The story begins as the French cabinet and much of the country's well-to-do population are moving from Paris to Bordeaux in order to put greater distance between themselves and the Nazi Party. The beautiful and opportunistic movie diva Viviane Denvers (Isabelle Adjani) lives with a vacillating cabinet minister (a slimmed-down Gérard Depardieu), whose protection she desires. However, in one of the movie's opening scenes, a dead man is dragged from her apartment by her young admirer Frédéric (Grégori Derangère), who winds up going to jail when the dead man is discovered in the trunk of the car he is driving.
There's also a seemingly tangential storyline about a Jewish professor (Jean-Marc Stehle), and his samples of heavy water used in nuclear fusion studies, who must escape to England. The professor and his lovely young assistant Camille (Virginie Ledoyen) keep crossing paths with Viviane and Frédéric, although it's a while before we understand how these meandering storylines intersect.

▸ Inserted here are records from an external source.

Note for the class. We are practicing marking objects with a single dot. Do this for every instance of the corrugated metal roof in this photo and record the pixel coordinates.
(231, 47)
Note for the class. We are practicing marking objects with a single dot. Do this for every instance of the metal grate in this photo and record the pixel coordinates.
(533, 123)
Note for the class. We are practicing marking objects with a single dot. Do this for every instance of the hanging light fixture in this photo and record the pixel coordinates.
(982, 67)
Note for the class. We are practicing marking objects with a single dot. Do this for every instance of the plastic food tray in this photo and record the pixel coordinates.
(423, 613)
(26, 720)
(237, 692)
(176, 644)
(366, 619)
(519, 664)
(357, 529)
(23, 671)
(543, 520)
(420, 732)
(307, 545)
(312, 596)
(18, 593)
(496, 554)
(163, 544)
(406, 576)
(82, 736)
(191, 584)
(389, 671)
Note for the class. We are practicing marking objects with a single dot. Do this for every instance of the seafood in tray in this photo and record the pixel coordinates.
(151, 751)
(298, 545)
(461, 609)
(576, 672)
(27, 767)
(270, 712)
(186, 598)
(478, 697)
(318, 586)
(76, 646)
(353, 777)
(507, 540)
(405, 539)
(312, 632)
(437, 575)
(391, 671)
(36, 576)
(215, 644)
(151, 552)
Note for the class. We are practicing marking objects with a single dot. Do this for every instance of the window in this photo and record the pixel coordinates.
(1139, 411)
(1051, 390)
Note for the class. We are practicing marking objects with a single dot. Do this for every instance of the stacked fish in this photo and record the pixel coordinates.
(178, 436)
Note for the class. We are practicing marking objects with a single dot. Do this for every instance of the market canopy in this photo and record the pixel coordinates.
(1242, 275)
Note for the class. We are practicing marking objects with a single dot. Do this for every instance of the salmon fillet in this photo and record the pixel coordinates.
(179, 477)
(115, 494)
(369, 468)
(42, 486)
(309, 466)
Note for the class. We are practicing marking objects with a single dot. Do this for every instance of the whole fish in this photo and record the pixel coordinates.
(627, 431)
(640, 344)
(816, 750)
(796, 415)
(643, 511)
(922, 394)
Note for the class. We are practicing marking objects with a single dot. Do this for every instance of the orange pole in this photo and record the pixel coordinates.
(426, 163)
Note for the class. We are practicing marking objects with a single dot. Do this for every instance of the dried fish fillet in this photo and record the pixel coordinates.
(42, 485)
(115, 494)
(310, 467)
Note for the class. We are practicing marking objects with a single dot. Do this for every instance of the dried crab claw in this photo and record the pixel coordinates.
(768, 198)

This portrait of 1940 France on the verge of capitulating to the Vichy regime is intriguing. But what keeps the movie engaging is its nutty tone. Characters run everywhere in Bon Voyage: in and out of rooms, to and fro, chasing, escaping and out-distancing one another. Adjani (The Story of Adèle H, Camille Claudel) has one of the most delightful roles of her career as the self-absorbed actress who lives her life as though it were a perpetual stage. Bon Voyage charms with its insouciant attitude toward the impending calamity surrounding the characters, though its froth may wear thin for some viewers.